Non, je ne connais pas personnellement le critique littéraire du Figaro Madame, mais il se trouve que c’est une des rares lectures disponibles dans la riante salle de repos de mon boulot.

Des livres un peu rock’n'roll conseillés par le Fig’ Mad’, la bible des versaillaises à serre-tête?

Oui, le Professeur Debbie aime prendre des risques.

……

……

D’après vous, on dit Figaro Madame ou Madame Figaro?

J’ai jamais su.

Mais j’ai achété deux bouquins:

Oui, je suis un peu snob.

 

Et pour les soldes, on verra plus tard (bah oui, je vais bien finir par acheter des fringues hein, quand même).

 

 

En ce moment je lis du Douglas Kennedy.

Oui, j’aime beaucoup Douglas Kennedy, déjà évoqué previously on Le Blog de Papier.
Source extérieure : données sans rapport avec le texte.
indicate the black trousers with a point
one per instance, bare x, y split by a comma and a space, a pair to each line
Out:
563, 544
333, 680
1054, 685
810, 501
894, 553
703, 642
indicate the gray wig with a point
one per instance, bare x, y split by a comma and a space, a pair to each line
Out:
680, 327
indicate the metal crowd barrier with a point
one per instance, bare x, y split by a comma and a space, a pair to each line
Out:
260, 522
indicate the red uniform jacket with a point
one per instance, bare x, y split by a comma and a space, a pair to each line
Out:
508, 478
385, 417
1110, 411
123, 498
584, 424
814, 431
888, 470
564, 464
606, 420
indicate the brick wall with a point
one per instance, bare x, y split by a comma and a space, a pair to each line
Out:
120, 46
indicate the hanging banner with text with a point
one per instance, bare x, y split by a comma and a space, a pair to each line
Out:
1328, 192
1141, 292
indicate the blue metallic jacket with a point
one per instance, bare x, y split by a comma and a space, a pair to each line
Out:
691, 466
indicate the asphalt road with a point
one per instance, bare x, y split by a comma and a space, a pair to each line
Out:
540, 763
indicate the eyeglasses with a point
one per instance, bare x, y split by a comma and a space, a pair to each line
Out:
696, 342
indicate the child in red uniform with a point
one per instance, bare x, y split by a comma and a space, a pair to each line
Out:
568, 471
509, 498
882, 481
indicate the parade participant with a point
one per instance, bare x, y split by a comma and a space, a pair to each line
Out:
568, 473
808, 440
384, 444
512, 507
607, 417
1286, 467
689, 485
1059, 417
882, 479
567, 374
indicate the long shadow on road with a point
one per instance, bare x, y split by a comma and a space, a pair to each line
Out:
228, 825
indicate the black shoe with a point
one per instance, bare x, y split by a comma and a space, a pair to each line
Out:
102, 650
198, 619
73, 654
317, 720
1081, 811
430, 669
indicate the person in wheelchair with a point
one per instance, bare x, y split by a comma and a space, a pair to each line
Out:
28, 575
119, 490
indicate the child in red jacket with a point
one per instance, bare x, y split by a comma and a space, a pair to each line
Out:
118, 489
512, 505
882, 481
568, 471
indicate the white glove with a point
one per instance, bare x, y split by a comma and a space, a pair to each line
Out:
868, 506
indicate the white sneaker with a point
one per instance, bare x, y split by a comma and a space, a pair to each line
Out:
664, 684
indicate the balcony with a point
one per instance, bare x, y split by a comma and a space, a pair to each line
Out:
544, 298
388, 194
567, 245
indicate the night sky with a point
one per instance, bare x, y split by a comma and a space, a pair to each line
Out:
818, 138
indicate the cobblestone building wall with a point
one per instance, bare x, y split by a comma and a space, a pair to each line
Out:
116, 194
J’aime beaucoup Douglas Kennedy et son écriture classieuse, ses personnages qui pensent tout bas ce qu’ils devraient hurler à la face du monde, ses sentiments complexes, ses histoires de familles et de couple…

Bref, le roman de Douglas Kennedy que je suis en train de lire est vraiment très bien.


Douglas, t’es vraiment sensass.

 

 

En revanche, le titre français du roman de Douglas Kennedy (A special relationship en V.O) que je suis en train de lire est à chier.

« Une relation dangereuse »?!

 

 

 

La vie de ma mère, c’est trop la honte de lire ça dans le bus! Tout le monde pense que je lis du Barbara Cartland!